# Newbie looking for help



## junkie (Jun 22, 2008)

Hi fellow TT members, just signed up to find some info on buying a Mk1 TT.

Ideally looking for a buyers guide if there is one about on here or any common things to look out for/posible expensive issues/recalls, that sort of thing.

Which engines came on what year?
Are they all Quattro?

Ideally looking for a Bam 225 if we can afford the insurance on it, i can but its the "one who must be oboeyed" that may make it more of a struggle for us lol.

So if we cant then how do the 150 and 180 differ as when both are remapped they come out pretty similar.

Suppose these are typical newb questions so apologies if they are, hope somebody can help me out, looking to spend a budget of approx 8K, not much i know but thats where im at.

Thanks

Simon


----------



## junkie (Jun 22, 2008)

Well finally found the info i wanted.

http://www.********.co.uk/ttforumbbs/vi ... php?t=8582
http://www.********.co.uk/ttforumbbs/vi ... php?t=8302

The wonderful world of TT's is a very confusing one.

I only ever thought there were the different engines and the S Line but it seems not.

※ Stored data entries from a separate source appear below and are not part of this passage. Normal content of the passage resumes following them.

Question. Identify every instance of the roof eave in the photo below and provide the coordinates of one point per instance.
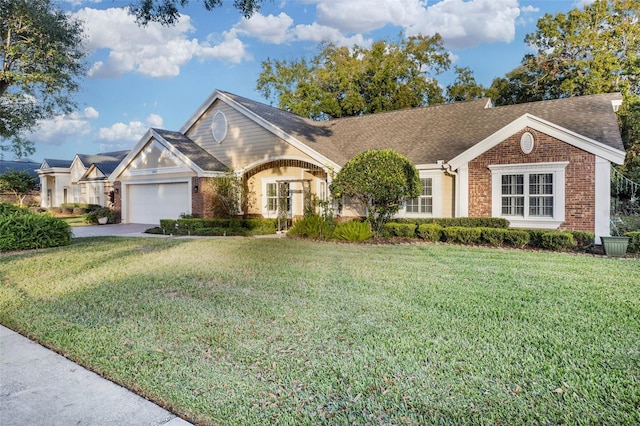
(529, 120)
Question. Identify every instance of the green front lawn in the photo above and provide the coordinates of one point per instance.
(264, 331)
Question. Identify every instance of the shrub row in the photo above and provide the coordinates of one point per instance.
(495, 236)
(320, 228)
(466, 222)
(634, 241)
(215, 227)
(21, 229)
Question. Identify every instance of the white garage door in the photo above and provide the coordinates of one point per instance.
(148, 203)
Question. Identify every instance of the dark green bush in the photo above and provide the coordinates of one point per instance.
(465, 222)
(352, 231)
(194, 226)
(493, 236)
(94, 215)
(7, 209)
(634, 242)
(582, 240)
(461, 235)
(504, 237)
(558, 241)
(402, 230)
(430, 232)
(313, 226)
(516, 237)
(33, 231)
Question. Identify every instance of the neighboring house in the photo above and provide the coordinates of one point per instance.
(83, 180)
(19, 165)
(540, 165)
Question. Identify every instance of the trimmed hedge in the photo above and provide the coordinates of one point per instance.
(354, 231)
(216, 227)
(430, 232)
(465, 222)
(313, 226)
(21, 229)
(403, 230)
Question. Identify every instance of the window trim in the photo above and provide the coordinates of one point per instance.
(270, 213)
(557, 169)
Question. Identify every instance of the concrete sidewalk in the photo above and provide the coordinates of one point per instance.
(40, 387)
(121, 230)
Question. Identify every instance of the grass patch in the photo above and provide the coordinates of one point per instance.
(264, 331)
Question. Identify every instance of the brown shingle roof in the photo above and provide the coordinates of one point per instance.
(441, 132)
(193, 151)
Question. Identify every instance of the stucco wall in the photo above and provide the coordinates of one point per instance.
(579, 178)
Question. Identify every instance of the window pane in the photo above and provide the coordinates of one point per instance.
(512, 184)
(541, 206)
(426, 205)
(513, 206)
(427, 186)
(412, 205)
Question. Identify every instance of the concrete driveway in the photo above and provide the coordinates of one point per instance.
(121, 230)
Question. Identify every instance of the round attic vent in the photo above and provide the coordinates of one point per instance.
(527, 142)
(219, 126)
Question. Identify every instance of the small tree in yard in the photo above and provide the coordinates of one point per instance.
(20, 183)
(381, 180)
(228, 193)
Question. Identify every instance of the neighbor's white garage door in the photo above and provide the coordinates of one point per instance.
(148, 203)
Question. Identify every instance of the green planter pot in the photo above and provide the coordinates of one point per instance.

Looking in the 2nd link i see the TTC and TTR, what do these mean???


----------



## Mike753TT (Jan 2, 2008)

Coupe & Roadster :wink:


----------



## junkie (Jun 22, 2008)

Its all so simple when you know the know :lol:


----------



## Wallsendmag (Feb 12, 2004)

Welcome to the forum


----------



## oO TTLee Oo (May 26, 2008)

Hello and welcome to the forum
hope you find the right TT for yourself...I'm sure you will. 8)


----------